There is no denying the fact that Cloud is everywhere. Starting from small scale startups to enterprises, companies have ripped the benefit of cloud with focus on solving the business problem rather than worrying about the infrastructure along with significant cost control. Based on a survey one of the prime reasons to migrate over to cloud by the companies was to transition from CapEx to an OpEx model and aim at being more agile and operation oriented.
With the general hype around in the IT industry about migrating over the advantages of cloud computing, if not thought through and executed correctly you might end up into troubles. In this blog i will try to explain some of the points one might consider while migrating to cloud.
In my blog i will refer to AWS as my primary cloud provider but this holds true for rest of them.
Even though cloud providers like Amazon, Google, Microsoft are following the industry standard security practices and certifications, one must be careful in understanding the shared responsibility of a cloud systems. Cloud providers are primarily responsible for the security of its core services and infrastructure. This is sometimes called as “Security of the cloud”. But the security of its data and the access and role management (IAM) is a responsibility that individual customers need to setup properly (refer as “Security in the cloud”).
One of the prime example of this was the data breach of over 100 million user information of Capital One Bank in 2019 by its own employee. The data was stored in an unencrypted format which quite possibly lead to this incident. Turing on encryption on your data-store could have helped in this case.
Now having said this, the onus is on the customer and its design team to setup the right data security & encryption (client-side encryption) for the services its using. Cloud providers will be responsible for the incorrect setup of the cloud infrastructure.
One of the security design principle to follow is to provide access to users with the least privilege. This would mean one should have minimal access to the cloud services for which you are working on. Using the right access policies is the key for secured applications especially in a big enterprise systems where sometimes it gets tough to manage user access to services.
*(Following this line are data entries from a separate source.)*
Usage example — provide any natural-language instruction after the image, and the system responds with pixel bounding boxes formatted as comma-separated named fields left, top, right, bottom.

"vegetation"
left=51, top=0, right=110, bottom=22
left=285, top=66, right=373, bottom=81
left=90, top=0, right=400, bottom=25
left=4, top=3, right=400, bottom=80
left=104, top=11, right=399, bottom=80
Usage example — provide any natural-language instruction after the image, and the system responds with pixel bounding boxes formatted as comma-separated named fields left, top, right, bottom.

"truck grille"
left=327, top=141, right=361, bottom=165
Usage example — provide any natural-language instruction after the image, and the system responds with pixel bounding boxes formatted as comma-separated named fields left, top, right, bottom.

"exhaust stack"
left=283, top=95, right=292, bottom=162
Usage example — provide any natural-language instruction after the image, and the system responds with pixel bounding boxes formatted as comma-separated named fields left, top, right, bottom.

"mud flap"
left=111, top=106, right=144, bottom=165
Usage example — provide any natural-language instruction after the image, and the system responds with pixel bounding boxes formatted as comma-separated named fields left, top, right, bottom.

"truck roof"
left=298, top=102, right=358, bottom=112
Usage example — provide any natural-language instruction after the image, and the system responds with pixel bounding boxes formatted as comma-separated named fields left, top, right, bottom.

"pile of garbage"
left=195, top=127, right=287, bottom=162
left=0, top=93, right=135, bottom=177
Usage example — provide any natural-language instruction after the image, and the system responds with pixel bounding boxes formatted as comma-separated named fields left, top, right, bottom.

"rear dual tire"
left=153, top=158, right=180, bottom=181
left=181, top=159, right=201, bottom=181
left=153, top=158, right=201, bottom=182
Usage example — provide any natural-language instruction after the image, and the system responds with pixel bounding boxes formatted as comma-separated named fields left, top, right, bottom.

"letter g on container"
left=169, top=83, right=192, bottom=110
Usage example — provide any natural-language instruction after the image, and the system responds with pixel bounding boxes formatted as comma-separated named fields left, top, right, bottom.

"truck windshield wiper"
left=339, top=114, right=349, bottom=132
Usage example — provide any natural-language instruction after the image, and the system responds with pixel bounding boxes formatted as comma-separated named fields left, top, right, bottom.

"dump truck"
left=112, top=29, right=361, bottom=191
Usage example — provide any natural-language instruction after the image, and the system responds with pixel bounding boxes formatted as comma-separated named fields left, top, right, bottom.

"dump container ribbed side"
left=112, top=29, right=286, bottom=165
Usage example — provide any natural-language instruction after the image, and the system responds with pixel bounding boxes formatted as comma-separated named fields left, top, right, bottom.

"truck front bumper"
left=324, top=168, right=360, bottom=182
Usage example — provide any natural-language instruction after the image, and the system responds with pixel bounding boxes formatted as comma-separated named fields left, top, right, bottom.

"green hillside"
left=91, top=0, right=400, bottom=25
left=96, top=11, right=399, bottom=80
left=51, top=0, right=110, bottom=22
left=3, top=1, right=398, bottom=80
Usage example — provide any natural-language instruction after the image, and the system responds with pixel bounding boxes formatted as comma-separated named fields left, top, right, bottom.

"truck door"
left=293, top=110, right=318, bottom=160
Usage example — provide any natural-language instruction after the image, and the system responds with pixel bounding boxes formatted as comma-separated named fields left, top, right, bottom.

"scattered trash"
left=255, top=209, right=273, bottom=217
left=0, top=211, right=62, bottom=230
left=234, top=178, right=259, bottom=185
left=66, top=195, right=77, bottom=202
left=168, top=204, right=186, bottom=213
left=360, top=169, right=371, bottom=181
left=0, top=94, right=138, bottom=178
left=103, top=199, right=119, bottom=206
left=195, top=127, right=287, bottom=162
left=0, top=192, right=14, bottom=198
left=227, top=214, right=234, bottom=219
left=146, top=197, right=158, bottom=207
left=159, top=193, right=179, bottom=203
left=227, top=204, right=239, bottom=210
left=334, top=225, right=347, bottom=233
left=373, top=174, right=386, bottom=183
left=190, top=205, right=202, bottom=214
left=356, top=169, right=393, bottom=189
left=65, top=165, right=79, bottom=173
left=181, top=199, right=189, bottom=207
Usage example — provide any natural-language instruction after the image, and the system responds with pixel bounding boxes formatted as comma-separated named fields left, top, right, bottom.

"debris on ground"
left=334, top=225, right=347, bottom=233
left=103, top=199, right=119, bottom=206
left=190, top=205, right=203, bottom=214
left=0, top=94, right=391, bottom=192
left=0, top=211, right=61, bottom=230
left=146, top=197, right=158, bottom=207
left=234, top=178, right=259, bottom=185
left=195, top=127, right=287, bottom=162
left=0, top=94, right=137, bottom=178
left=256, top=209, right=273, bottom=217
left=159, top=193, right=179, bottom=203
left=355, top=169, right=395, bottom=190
One incident was published as “Murder in the cloud” (2014) for a code repository company called Code Spaces. The hacker managed to gain access to the EC2 console by physically gaining access (DDos attack) to the aws control panel. The hacker demanded ransom, failing which he started deleting all of its data, AMIs, EBS Snapshots; eventually leading to shutdown of the company.
So even though cloud providers claim to be most secure, customers using the services are the ones really need to think it through the best practices of the cloud security. One must be careful of its responsibility in the cloud as a customer.
“Cloud is not for cost saving. It is for cost control.”
IT overall cost is something we are looking to control when we migrate over to cloud. This is true because we follow “pay-as-you-go” in cloud. We pay for the services we use and the time it uses. Cost can potentially go beyond control if you are not using the right services.
Provisioning instances up front could be costly. Use of auto-scaling could significantly help in maintaining the cost. But the cost saving could be impacted if you don’t have a system to cool down the scaled up instances.
Cloud also provides with serverless computing which the customers could leverage instead of using an expensive EC2 instances. Serverless services like AWS lambda auto scales on the AWS provided infrastructure with minimal cost per request than a normal EC2 instance.
Make use of Reserved instances. AWS provides you to book instances on a fixed contract for a cost significantly lower than an on-demand instances. Though the use of reserved instances are very specific to customers requirement, one could easily leverage this.
No system is perfect. Systems are meant to fail.
Service failures can happen for any internet bound systems. You could potentially loose millions of dollars if your systems are not properly setup. The chances of such failure happening in an on-premise system is low as most of the maintenance is in-house.
As per the SLA documents, cloud systems provides you with 99.9% of high availability. So if you read carefully that would mean there is a 0.1% chance of your service going down. For a service to run for 8 hrs, a 0.1% downtime would mean you are out for approx. 48 minutes in a day. If you are having a highly critical application, 48 minutes could mean a potential million dollar loss.
Having an highly available system should be the primarily design principle in such situations. It is always advised to span your data or instances across multiple AZ (availability zones) or even span across regions. This would reduce the risk of your systems getting down and preventing potential service downtimes.
If you are planning for using the on-premise datacenters, leveraging direct connectivity to the cloud is highly recommended. This would reduce the risk of exposing the services to the internet. Services likes AWS Direct Connect could help you in such situations.
Concluding on the idea of security, cost control and high availability, it is essential for a cloud customer to understand the pros and cons first before deciding on a cloud based solution. It could possibly turn out that you may benefit more from on-premise than on cloud.